“Welcome to ‘This Week’ — on the edge!”— ABC’s George Stephanopolous practically lunged through my TV screen Sunday morning.
He cut to a clip of Defense Secretary Chuck Hagel warning of a “real and clear danger” from North Korea, and returned with “is their puzzling young leader spoiling for war? Can President Obama do anything to stop him?”
Then I picked up the Washington Post Outlook section and read “South Korea has already won.” Max Fisher reports that amid the hermit kingdom’s threat to launch a “do-or-die final battle” with the U.S. and South Korea, young South Koreans are more concerned with reality shows, pop girl groups and “bourgeois lifestyle commentary,” including a “month-old debate on regional differences on how to eat sweet and sour pork.”
What gives? Is North Korea a threat or not? It’s easy to get confused. But despite Kim Jong Un’s bluster, the regime is only a threat to the U.S. to the extent that we’ve put ourselves in harm’s way.
What gives? Is North Korea a threat or not?
After six decades of U.S. forces serving as a “tripwire” designed to deter the DPRK, it’s past time to start bringing our 28,500 troops home.

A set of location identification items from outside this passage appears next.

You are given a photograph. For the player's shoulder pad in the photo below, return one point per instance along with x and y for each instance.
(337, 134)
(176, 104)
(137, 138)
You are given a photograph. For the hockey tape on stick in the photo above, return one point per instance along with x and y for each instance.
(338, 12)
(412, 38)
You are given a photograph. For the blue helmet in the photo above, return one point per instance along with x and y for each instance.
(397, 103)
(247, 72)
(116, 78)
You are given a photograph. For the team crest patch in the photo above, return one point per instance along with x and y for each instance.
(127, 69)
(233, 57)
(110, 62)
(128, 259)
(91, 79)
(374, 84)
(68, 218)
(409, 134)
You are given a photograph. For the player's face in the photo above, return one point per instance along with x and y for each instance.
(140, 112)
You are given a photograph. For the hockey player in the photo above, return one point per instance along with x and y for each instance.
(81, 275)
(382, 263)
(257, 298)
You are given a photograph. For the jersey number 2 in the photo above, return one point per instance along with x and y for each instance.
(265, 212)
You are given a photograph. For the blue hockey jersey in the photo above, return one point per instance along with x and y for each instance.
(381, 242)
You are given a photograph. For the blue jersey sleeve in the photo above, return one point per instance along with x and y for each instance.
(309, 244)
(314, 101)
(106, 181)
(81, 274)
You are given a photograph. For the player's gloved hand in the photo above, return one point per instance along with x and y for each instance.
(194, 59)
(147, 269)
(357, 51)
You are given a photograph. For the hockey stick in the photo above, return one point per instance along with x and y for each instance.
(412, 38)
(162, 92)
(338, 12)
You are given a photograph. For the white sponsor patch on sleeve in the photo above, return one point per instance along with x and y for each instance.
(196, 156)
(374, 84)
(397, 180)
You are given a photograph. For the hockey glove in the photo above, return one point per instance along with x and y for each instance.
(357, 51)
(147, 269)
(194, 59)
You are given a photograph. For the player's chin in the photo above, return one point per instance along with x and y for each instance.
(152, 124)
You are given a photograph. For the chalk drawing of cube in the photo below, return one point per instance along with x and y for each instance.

Two weeks ago, the Democratic People’s Republic of Korea published photos of its pudgy young dictator approving a “U.S. Mainland Strike Plan” whose targets included Washington, D.C., San Diego, and, bizarrely, Austin, Texas.

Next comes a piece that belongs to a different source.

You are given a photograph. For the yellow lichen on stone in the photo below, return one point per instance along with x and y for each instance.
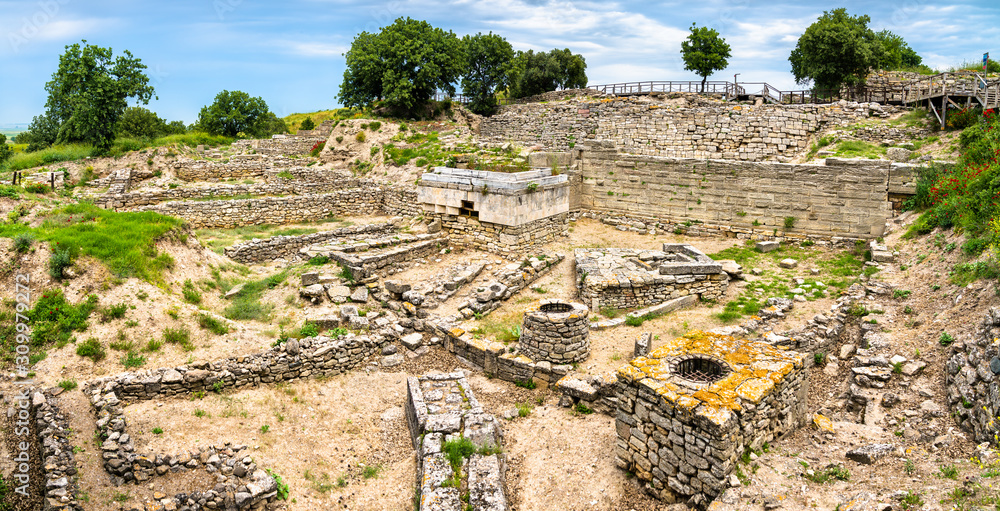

“Thanks, Kim Jong Un, for helping to keep Austin weird,” said the editor of the Austin Business Journal. We “need to treat it as a very real threat,” insisted Texas Gov. Rick Perry.
Easy, cowboy. Victor Cha, holder of the Korea Chair at the Center for Strategic and International Studies, explains that the “No-Dong missile system” (really) “can reach U.S. troops in Korea and Japan” but “the DPRK does not currently possess a deployed missile system that can reach the United States.”
Nor does the regime have miniaturized nukes required to arm its missiles.
On Fox News last week, John Bolton, the former U.N. ambassador turned professional uber-hawk, told Greta Van Susteren, “the solution lies in eliminating the regime, which we could try and do through reunifying the peninsula.” After his role in the Iraq debacle, Bolton should really try to think these things through.
In a recent article in the Journal of International Security, “The Collapse of North Korea,” two defense analysts estimate that 260,000 to 400,000 ground force personnel would be needed — based on “optimistic assumptions.”
They write “even in the relatively benign scenario that we describe, the requirements for stabilizing a collapsed North Korea would outpace the combined U.S. troop commitments to Iraq and Afghanistan.”
Let’s try not to be around for that.
I don’t begrudge South Korean youth their sense of normalcy, except to the extent that its underwritten by American soldiers and the U.S. taxpayer. The Republic of Korea’s military is slated to shrink below the level needed to deal even with a “rosy scenario” regime collapse, and despite its crazy neighbor to the north, South Korea spends a smaller portion of its gross domestic product on defense than we do (2.6 percent to our 4.7).
The good news is, as my colleague Doug Bandow explains, “the Republic of Korea has 40 times the GDP and twice the population of the North” — it has “both the means and incentive to handle the DPRK” — if we’ll only take them off the dole.
The joint U.S.-ROK approach toward the DPRK’s erratic behavior has been described as “strategic patience.” Given the costs of confrontation, that’s a sound strategy. But we can be just as patient from home.